Blood pressure curve
A blood pressure curve is a graphic representation of the course of blood pressure over time . In most cases the arterial blood pressure curve is used. It can be recorded by invasive pressure measurement .
Origin and appearance
With every single heartbeat, blood volume is supplied to the arterial system, which cannot flow away again immediately because the peripheral, smaller arteries offer a resistance. This creates a pressure which corresponds to the maximum systolic blood pressure and which is dependent on the elasticity of the arteries, especially the aorta . Due to the counterpressure of the large arteries on the blood, the blood then flows to the periphery and the pressure drops until it falls to the value shortly before the next heartbeat, the so-called diastolic blood pressure.
Manifestations
The shape and amplitude of the blood pressure curve vary depending on the location, size and condition of the vessel. In the arterial area close to the heart, the closure of the aortic valve results in an incision , whereby the arterial systolic pressure, the incision minimum, the incision maximum and the arterial diastolic pressure follow one another over the course of a period of the arterial blood pressure curve. The sequence of minimum and maximum incisions blurs towards the periphery and divides the pressure curve into a dicrotic wave. The reasons for this are hydrodynamic effects that are caused by the nature of the vessel walls, as well as by the reflections of the pulse wave at the vascular forks.

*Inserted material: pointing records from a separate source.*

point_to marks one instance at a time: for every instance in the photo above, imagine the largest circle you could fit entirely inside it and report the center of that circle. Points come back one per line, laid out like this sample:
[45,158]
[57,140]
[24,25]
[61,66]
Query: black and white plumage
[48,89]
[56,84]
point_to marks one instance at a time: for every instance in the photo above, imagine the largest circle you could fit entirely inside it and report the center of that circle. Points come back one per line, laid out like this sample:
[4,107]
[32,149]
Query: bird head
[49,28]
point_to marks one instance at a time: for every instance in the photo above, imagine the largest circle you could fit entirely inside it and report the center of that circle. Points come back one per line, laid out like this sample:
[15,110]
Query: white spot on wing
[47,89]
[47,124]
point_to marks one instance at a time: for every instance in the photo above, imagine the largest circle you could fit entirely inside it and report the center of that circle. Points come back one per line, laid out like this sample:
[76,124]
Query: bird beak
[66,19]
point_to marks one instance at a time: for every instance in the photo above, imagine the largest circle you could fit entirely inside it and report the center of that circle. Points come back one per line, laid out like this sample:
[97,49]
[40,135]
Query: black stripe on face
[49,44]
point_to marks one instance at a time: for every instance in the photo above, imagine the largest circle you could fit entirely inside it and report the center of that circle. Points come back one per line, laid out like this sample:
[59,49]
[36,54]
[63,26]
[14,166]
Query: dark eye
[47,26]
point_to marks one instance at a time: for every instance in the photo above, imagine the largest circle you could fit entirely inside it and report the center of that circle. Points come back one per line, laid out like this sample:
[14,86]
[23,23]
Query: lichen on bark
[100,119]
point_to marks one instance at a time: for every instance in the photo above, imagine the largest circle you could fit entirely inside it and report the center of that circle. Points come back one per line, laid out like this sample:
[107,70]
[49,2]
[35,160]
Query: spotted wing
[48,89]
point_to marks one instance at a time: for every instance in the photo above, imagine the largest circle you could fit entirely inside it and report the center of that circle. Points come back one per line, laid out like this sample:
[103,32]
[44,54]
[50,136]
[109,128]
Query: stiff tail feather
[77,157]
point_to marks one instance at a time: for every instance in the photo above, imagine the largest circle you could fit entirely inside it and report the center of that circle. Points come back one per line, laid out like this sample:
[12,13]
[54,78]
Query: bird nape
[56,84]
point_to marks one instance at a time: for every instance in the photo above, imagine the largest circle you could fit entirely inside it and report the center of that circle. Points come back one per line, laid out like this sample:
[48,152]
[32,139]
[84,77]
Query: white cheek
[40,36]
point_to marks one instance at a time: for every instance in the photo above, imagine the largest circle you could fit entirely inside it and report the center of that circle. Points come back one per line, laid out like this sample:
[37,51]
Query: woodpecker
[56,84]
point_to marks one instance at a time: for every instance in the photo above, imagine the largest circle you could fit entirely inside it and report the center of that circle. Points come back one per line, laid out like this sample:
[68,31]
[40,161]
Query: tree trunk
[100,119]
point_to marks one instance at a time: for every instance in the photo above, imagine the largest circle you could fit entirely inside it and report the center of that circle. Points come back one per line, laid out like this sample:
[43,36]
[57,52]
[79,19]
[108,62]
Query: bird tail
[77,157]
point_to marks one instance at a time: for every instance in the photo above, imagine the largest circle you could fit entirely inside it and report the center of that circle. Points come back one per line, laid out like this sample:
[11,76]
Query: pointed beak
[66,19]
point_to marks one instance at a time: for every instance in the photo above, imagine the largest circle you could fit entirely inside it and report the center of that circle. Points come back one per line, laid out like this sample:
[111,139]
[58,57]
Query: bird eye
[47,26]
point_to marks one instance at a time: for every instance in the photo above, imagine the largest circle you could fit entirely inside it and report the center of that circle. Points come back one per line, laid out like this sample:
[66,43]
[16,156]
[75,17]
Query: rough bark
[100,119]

In the peripheral arteries below (when standing: the leg), the hydrostatic pressure has an additive effect on the vascular pressure.
literature
- St. Silbernagl and A. Despopoulos: Pocket Atlas of Physiology . 6th edition, Georg Thieme Verlag, Stuttgart 2007, p. 207.
- Klinke, Pape, Kurtz, Silbernagl: Physiology . 6th edition, Georg Thieme Verlag, Stuttgart 2010, pp. 183–191.